To clarify the role of ASH2 in transcriptional regulation we performed ChIP-qPCR analysis of individual genes in wild-type and ash2I1 mutant larva and analysed H3K4me3 and RNA Polymerase II modifications. The genomic regions were selected based on the following criteria: ASH2 targets with differential expression in ash2 mutants possessing at least one predicted motif around their TSS. We chose two downregulated genes: engrailed (en) and Cyclin A (CycA); two upregulated genes: mitochondrial Ribosomal protein L40 (mRpL40) and Ribosomal protein L36 (RpL36); and one gene whose expression does not change in the mutant condition used as a control: Sphingosine-1-phosphate lyase (Sply) (Figure 5A and Supplementary Figure S7). We observed that, consistent with the general function of ASH2, H3K4me3 is reduced in all genes in ash2 mutant flies, independently of their transcriptional state. Strikingly, we did not detect any change in PolIIS2P, but a decrease in PolIIS5P was observed in the TSS of the three classes of genes. A possible disengagement of PolIIS2P along the gene should be discounted since no change in its occupancy was observed when performing ChIP analysis on the 3′ gene region (Figure 5A). To confirm these observations we performed immunostaining on polytene chromosomes. As shown in Figure 5B, there was a general decrease of PolIIS5P on ash2 mutant larva in comparison to wild-type. In agreement with our ChIP experiments, PolIIS2P does not show clear differences between mutant and control larva.

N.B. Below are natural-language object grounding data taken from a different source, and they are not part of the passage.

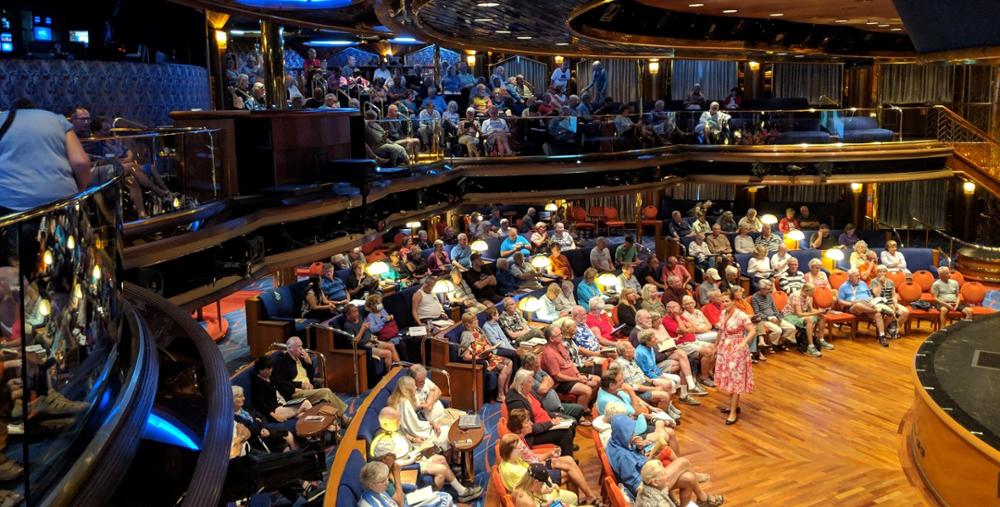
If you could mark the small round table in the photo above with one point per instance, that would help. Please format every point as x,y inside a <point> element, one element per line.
<point>464,442</point>
<point>313,422</point>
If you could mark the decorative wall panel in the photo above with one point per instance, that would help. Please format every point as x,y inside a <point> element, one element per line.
<point>141,92</point>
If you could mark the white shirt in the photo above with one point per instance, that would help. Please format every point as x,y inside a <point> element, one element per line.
<point>699,251</point>
<point>560,77</point>
<point>894,262</point>
<point>759,267</point>
<point>600,259</point>
<point>780,264</point>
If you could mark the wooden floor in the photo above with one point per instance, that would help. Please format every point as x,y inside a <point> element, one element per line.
<point>820,432</point>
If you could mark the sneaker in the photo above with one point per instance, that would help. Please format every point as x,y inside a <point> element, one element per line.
<point>697,391</point>
<point>689,400</point>
<point>471,493</point>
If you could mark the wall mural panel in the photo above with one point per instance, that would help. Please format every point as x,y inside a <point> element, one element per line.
<point>138,91</point>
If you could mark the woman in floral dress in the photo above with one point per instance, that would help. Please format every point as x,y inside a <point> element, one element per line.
<point>476,347</point>
<point>733,370</point>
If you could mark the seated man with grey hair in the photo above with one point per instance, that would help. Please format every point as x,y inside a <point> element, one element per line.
<point>855,297</point>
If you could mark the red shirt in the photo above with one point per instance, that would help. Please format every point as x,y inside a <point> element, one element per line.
<point>537,412</point>
<point>555,361</point>
<point>603,323</point>
<point>671,325</point>
<point>712,313</point>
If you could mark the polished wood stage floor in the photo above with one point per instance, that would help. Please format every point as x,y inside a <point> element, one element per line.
<point>824,431</point>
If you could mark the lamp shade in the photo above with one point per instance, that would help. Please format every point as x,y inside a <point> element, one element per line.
<point>378,269</point>
<point>607,280</point>
<point>443,287</point>
<point>529,304</point>
<point>540,262</point>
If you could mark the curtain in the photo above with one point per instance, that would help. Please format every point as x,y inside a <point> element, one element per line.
<point>804,193</point>
<point>702,191</point>
<point>898,202</point>
<point>535,73</point>
<point>623,77</point>
<point>819,83</point>
<point>916,84</point>
<point>715,77</point>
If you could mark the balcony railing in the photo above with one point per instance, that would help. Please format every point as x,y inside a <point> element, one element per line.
<point>164,169</point>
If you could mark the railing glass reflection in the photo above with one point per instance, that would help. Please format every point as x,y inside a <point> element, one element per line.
<point>60,319</point>
<point>165,169</point>
<point>399,140</point>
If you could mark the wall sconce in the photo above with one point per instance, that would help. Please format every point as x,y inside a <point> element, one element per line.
<point>221,39</point>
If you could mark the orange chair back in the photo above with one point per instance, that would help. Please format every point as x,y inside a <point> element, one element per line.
<point>823,297</point>
<point>973,293</point>
<point>909,292</point>
<point>614,493</point>
<point>780,300</point>
<point>837,278</point>
<point>897,277</point>
<point>924,279</point>
<point>958,277</point>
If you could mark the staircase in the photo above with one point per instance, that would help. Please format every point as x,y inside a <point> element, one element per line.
<point>976,155</point>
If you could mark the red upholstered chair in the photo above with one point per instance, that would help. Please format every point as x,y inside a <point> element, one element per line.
<point>837,278</point>
<point>908,293</point>
<point>973,294</point>
<point>611,220</point>
<point>581,221</point>
<point>824,298</point>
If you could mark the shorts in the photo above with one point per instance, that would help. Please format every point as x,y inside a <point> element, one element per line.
<point>565,387</point>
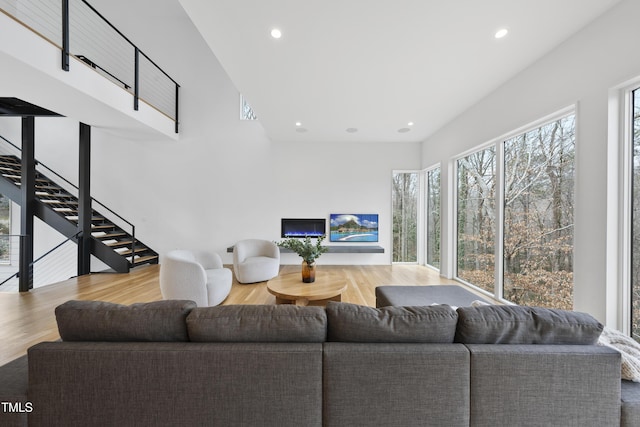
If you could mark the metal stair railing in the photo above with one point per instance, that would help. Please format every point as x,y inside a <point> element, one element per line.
<point>80,31</point>
<point>48,268</point>
<point>74,189</point>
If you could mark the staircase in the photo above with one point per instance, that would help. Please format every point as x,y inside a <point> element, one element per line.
<point>58,208</point>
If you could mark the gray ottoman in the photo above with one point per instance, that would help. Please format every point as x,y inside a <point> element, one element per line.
<point>425,295</point>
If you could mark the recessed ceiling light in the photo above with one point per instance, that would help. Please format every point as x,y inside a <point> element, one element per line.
<point>501,33</point>
<point>276,33</point>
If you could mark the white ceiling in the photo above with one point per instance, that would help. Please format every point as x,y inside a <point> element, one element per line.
<point>376,65</point>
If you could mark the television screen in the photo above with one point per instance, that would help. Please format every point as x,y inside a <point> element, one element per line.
<point>303,227</point>
<point>353,228</point>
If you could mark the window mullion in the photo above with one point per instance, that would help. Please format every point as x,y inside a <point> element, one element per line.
<point>499,248</point>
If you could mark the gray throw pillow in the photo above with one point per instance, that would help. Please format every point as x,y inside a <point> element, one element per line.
<point>509,324</point>
<point>357,323</point>
<point>105,321</point>
<point>257,323</point>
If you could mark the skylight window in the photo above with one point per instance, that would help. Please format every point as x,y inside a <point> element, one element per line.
<point>246,112</point>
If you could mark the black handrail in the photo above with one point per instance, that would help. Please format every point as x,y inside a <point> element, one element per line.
<point>22,237</point>
<point>93,199</point>
<point>65,27</point>
<point>137,53</point>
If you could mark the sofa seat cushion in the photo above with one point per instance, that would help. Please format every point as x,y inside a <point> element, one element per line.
<point>630,399</point>
<point>357,323</point>
<point>105,321</point>
<point>257,323</point>
<point>452,295</point>
<point>507,324</point>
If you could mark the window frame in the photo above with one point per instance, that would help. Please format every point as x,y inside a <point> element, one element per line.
<point>419,217</point>
<point>426,229</point>
<point>498,145</point>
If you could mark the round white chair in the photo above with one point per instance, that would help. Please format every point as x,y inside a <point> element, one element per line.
<point>194,275</point>
<point>256,260</point>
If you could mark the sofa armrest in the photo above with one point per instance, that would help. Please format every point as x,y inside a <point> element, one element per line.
<point>544,385</point>
<point>14,378</point>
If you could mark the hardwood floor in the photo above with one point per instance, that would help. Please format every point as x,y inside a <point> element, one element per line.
<point>28,318</point>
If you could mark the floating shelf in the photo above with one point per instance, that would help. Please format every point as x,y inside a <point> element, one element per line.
<point>338,249</point>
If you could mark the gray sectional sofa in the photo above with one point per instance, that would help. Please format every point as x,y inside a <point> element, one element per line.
<point>171,363</point>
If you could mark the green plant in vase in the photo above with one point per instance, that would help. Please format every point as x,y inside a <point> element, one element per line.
<point>308,251</point>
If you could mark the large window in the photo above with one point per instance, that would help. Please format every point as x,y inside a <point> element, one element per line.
<point>538,216</point>
<point>531,207</point>
<point>476,218</point>
<point>635,218</point>
<point>433,217</point>
<point>405,216</point>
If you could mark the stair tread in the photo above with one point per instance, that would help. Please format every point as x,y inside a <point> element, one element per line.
<point>60,200</point>
<point>141,260</point>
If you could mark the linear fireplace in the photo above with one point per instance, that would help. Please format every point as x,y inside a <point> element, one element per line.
<point>302,227</point>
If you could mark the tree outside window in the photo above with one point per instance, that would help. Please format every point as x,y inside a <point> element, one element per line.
<point>405,188</point>
<point>433,217</point>
<point>538,215</point>
<point>537,211</point>
<point>476,218</point>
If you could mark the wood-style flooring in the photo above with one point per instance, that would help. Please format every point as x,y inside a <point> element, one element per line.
<point>28,318</point>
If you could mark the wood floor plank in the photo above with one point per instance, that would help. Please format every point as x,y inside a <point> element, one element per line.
<point>28,318</point>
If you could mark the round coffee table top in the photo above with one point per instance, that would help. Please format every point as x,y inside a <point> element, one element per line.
<point>290,286</point>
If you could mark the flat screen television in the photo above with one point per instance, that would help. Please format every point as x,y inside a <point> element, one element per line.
<point>353,228</point>
<point>303,227</point>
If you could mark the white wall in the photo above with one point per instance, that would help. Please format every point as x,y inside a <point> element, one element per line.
<point>581,71</point>
<point>223,180</point>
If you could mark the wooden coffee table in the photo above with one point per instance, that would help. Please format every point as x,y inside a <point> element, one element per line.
<point>290,289</point>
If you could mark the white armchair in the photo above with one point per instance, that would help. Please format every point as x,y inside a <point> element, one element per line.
<point>255,260</point>
<point>194,275</point>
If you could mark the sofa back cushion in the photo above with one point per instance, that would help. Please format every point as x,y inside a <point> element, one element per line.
<point>105,321</point>
<point>257,323</point>
<point>506,324</point>
<point>357,323</point>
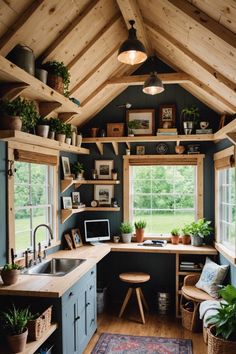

To further analyse RNA Polymerase II (PolII) occupancy over these genes, we performed ChIP-qPCR experiments with an antibody that recognizes total PolII and calculated the ratio between TSS and 3′ region (Supplementary Figure S8). Those genes that exhibit a clear enrichment of the polymerase at TSS in wild-type flies (en and RpL36; TSS/3′ ratio >1) display a decrease in PolII at the TSS relative to 3′ region in ash2 mutants. We detected a slight decrease of the TSS/3′ ratio in the case of CycA, mRpL40 and Sply (ratio ~1 in wild-type flies). The uniform distribution of PolII along these genes might mask a reduction at the TSS in ash2 mutants. Furthermore, the presence of total PolII occupancy is likely to be underestimated, since the antibody used primarily recognizes the unphosphorylated form of the polymerase (43). Taken together, these results support the idea that the mechanism of action of ASH2 in terms of RNA Polymerase II modifications does not differ between developmentally regulated and housekeeping genes. Analysis of additional control mechanisms, such as RNA capping or splicing, require further experimentation.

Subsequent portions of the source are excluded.